Hao-Li-1683215370472
Hao Li, associate professor of Computer Vision at Mohammed bin Zayed University of Artificial Intelligence, at the ‘Machines Can See’ summit in Dubai Image Credit: Supplied

Dubai: A university professor in the UAE has shared details of a project to create 3D avatars of teachers and students - or even historical figures - for enhancing virtual classrooms.

Hao Li, associate professor of Computer Vision at Mohammed bin Zayed University of Artificial Intelligence (MBZUAI), was speaking to Gulf News on the sidelines of the ‘Machines Can See’ conference at the Museum of the Future in Dubai.

A keynote speaker on computer vision at the summit, Li is also the CEO and founder of Pinscreen Technology, a US startup that builds cutting edge AI-driven virtual avatar technologies.

“One of the challenges we are keen to tackle with AI is access to education in remote areas,” said Li, who is also the director of a new Research Centre called the Metaverse Centre.
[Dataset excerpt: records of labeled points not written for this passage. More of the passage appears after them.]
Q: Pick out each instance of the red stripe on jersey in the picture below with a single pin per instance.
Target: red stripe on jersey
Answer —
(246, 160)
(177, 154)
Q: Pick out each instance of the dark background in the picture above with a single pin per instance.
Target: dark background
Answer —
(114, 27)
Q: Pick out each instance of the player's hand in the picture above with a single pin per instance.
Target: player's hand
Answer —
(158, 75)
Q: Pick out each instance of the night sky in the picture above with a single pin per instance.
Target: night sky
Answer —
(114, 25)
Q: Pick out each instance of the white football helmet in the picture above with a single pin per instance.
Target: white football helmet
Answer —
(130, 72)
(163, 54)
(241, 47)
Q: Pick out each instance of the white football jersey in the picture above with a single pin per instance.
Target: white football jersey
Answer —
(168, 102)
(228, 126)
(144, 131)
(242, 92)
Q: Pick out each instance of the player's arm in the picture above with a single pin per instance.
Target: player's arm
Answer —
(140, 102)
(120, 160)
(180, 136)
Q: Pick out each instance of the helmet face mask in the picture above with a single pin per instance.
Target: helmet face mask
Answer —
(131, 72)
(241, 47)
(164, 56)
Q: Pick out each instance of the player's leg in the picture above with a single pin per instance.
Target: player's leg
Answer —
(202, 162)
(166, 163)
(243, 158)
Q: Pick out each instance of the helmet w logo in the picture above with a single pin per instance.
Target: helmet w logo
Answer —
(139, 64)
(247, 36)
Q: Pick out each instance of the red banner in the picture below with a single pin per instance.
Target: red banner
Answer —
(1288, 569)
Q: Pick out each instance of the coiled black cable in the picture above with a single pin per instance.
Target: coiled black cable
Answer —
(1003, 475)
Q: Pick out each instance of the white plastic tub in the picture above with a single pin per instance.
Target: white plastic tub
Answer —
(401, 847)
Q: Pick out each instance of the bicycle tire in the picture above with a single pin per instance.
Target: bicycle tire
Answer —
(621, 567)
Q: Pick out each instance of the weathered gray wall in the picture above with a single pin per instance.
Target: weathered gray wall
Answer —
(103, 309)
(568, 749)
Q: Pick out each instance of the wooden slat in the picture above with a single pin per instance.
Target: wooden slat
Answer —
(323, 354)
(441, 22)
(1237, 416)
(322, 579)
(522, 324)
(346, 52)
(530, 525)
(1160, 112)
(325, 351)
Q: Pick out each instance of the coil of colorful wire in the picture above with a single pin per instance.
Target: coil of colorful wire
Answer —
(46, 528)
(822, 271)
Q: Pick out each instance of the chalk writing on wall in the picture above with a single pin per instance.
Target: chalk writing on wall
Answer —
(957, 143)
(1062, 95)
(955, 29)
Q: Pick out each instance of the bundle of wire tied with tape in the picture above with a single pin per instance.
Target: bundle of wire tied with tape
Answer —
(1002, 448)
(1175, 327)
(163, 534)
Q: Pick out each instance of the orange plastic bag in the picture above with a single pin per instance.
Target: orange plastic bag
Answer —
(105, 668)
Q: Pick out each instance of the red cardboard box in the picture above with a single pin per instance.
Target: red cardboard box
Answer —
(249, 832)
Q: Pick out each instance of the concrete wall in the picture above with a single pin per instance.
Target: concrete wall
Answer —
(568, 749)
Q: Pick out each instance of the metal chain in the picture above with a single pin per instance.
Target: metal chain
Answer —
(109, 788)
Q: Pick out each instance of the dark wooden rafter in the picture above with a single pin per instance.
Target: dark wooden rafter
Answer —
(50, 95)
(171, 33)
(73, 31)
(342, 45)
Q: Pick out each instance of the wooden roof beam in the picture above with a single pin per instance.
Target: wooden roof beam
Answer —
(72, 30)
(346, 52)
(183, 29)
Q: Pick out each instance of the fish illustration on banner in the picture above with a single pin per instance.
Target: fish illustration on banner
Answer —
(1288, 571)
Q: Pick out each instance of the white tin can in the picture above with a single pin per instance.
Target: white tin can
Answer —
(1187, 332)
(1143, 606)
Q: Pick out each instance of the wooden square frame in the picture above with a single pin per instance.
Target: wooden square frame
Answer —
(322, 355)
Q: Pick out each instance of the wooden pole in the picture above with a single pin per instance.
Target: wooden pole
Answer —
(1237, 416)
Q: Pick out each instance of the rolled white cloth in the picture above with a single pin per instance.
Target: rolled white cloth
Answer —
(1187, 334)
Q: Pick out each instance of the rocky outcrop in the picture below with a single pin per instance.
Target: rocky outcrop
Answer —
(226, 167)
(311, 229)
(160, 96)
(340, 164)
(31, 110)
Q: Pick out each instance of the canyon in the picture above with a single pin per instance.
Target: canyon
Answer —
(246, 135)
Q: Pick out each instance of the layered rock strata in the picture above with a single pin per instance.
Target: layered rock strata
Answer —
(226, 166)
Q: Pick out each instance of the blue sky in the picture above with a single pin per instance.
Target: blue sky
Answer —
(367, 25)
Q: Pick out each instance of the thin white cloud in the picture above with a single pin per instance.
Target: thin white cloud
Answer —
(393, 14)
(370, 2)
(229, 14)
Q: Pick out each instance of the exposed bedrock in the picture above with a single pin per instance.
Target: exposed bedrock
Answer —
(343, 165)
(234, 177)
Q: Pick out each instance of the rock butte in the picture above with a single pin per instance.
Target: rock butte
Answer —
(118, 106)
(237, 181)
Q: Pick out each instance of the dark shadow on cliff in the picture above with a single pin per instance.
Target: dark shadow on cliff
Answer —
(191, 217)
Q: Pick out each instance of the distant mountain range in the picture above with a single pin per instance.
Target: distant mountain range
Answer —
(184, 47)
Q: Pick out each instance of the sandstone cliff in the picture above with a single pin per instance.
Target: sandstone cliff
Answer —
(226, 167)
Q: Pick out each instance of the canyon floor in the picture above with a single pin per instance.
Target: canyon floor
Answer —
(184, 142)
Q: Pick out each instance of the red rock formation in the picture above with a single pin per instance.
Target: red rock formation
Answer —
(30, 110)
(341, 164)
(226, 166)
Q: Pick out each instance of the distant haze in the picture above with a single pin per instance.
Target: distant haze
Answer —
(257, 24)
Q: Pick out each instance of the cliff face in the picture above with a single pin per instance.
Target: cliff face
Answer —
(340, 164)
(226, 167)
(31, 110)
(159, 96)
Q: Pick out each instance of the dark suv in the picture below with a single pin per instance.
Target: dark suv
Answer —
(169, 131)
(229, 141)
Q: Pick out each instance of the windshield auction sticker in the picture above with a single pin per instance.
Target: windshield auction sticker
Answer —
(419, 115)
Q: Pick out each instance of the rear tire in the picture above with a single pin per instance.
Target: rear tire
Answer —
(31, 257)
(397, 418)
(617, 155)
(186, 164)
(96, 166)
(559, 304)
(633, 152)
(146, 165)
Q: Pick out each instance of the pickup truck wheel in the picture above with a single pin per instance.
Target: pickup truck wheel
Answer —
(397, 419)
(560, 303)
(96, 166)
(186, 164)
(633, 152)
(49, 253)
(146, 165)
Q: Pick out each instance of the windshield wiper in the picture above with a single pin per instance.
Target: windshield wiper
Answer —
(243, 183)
“Technologies including AI, virtual reality, and augmented reality are developing rapidly, while internet access is becoming more. This opens up the opportunity to bring transformative education solutions to children who may not have a place at a traditional school,” he pointed out.

“At MBZUAI, we are using AI to develop ways to create realistic 3D video and avatars from 2D images. This is important because creating 3D content for VR and AR is traditionally very expensive and time consuming. Using AI, we are working to reduce this cost and even create 3D content in real time.

“This will allow us to create realistic 3D avatars of teachers and students, paving the way for more engaging virtual classrooms. It will also allow for the creation of personalised, engaging, interactive 3D content.”

Historical figures

He added: “We can now create realistic 3D versions of historical figures such as Winston Churchill, allowing children to see and hear him deliver famous speeches, recreate key moments from history, or show the functioning of human organs in 3D.”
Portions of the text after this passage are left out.